卒業アルバムの集合写真でみんなが子どもらしい笑顔を浮かべている中、一人だけカメラを睨みつけ、ここから早く出たいと訴えている葵を見ると、俺がとった行動が本当に正しかったのかわからなくなる。葵は結果的にいじめを乗り越えた。しかし、失われてしまった時間は二度と戻らない。
あの数ヶ月のせいで、葵は子どもっぽく自分を迫害し、その迫害を楽しむ「女の子」という生き物が徹底的に嫌いになってしまったんだと思う。
だから「女の子」をすっ飛ばして、周りよりひと足早く大人の女になろうとした。セックスだって葵にとっては腕の毛を剃ったり化粧したり髪を染めたりなんかと同じ、大人になるためのひとつのステップで、俺はそのために使われた。
それがわかっても、そんなに悲しくはなかったし腹も立たなかった。むしろ葵の役に立てたことが、ちょっとだけ嬉しかった。葵も葵だが、俺も俺だと思う。
「へぇ、驚いた。葵、そんなこと一言も言わないんだもん。でも、いじめられたから子どもが嫌になって、だからさっさと大人になろうなんてのは、いかにも葵らしい考え方だね」
「だろ? つーか、江里ってなんで葵と友だちなの?」
「なんで? あたしが葵と友だちだったら、いけない?」
「いや、だってあいつ、協調性ないし。でも江里はすごい協調性、あるだろ。よく気が合うよなって。考えてみればなんか不思議でさ」
江里は社交的で友だちが多くて、対して葵は人とは一歩距離を置いて付き合うタイプだ。

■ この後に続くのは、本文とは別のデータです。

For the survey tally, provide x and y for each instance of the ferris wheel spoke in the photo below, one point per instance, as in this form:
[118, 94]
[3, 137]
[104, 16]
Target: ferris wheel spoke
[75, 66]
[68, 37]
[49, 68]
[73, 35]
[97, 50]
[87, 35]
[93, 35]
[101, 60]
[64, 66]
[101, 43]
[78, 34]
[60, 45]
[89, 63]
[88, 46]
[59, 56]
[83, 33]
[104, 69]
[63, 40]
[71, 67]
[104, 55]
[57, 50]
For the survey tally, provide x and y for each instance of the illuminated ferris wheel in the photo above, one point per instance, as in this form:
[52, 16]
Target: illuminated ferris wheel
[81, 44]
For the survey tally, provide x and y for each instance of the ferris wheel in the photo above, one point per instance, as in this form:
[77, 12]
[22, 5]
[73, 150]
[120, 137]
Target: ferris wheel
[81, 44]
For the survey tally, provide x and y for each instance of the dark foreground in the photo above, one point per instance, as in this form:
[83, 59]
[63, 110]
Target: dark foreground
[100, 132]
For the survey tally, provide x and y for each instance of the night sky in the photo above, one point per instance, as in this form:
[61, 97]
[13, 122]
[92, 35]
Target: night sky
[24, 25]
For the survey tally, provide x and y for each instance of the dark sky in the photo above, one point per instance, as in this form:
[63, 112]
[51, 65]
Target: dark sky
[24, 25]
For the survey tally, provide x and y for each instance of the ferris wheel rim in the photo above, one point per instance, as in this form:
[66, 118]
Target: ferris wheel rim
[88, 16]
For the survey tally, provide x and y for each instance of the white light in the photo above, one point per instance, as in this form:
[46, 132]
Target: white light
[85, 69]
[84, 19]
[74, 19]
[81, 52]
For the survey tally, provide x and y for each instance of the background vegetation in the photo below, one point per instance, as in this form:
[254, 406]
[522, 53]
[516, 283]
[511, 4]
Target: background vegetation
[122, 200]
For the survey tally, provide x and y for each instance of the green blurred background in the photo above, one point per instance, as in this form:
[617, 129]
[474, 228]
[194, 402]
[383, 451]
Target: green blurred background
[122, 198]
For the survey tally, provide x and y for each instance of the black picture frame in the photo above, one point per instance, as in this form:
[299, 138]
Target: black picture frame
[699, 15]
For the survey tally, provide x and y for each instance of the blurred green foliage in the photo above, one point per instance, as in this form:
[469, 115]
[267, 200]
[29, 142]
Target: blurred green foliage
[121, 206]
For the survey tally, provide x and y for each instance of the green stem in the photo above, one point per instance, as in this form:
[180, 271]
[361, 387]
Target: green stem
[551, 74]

いや対人関係だけじゃなく、葵は世の中から常に一歩退いてるというか、一種のひねくれみたいなものを持ってすべてのものに向き合っていた。
長い間心から分かり合える友だちを持たず、いつも一人で決めて一人で行動してきた弊害なのかもしれない。江里は茶色い頭を揺らして笑う。
「それが合うんだよね。葵は変わった女の子になりたいだけの、ごく普通の女の子じゃない。保樹も知ってるでしょ?」
「まぁな」
「葵を近寄りがたいって言う人は、葵の本当を知らない人だよ。ううん、知ろうともしてないんだと思う。遠くから見てるだけじゃその人の本当なんて、絶対わかんないのにね」
「そうだな」
昨日、彼氏がいると俺を挑戦的に見つめた、拗ねた子どもみたいな葵の顔を思い出した。本当はなかなか気が強いくせに、好きな男の前では借りてきた猫のようで、結果人並みの女のように振り回されてばっかりで、相手の機嫌を取ることを無意識のうちに考えてしまう葵。それって本当に、すごく普通じゃないか。江里がぽつんと呟く。
「ほっとけないよね、葵って」
「あぁ」
ほとんど共通点のない江里と俺だが、ひとつだけぴたりと一致するポイントがある。葵のことが本当に好きだということ。葵に幸せになってほしいと思ってること。たとえ、幸せにするのが俺じゃなくてもいい、葵の笑顔が失われるのは、世界から光が消えるのと同じことだった。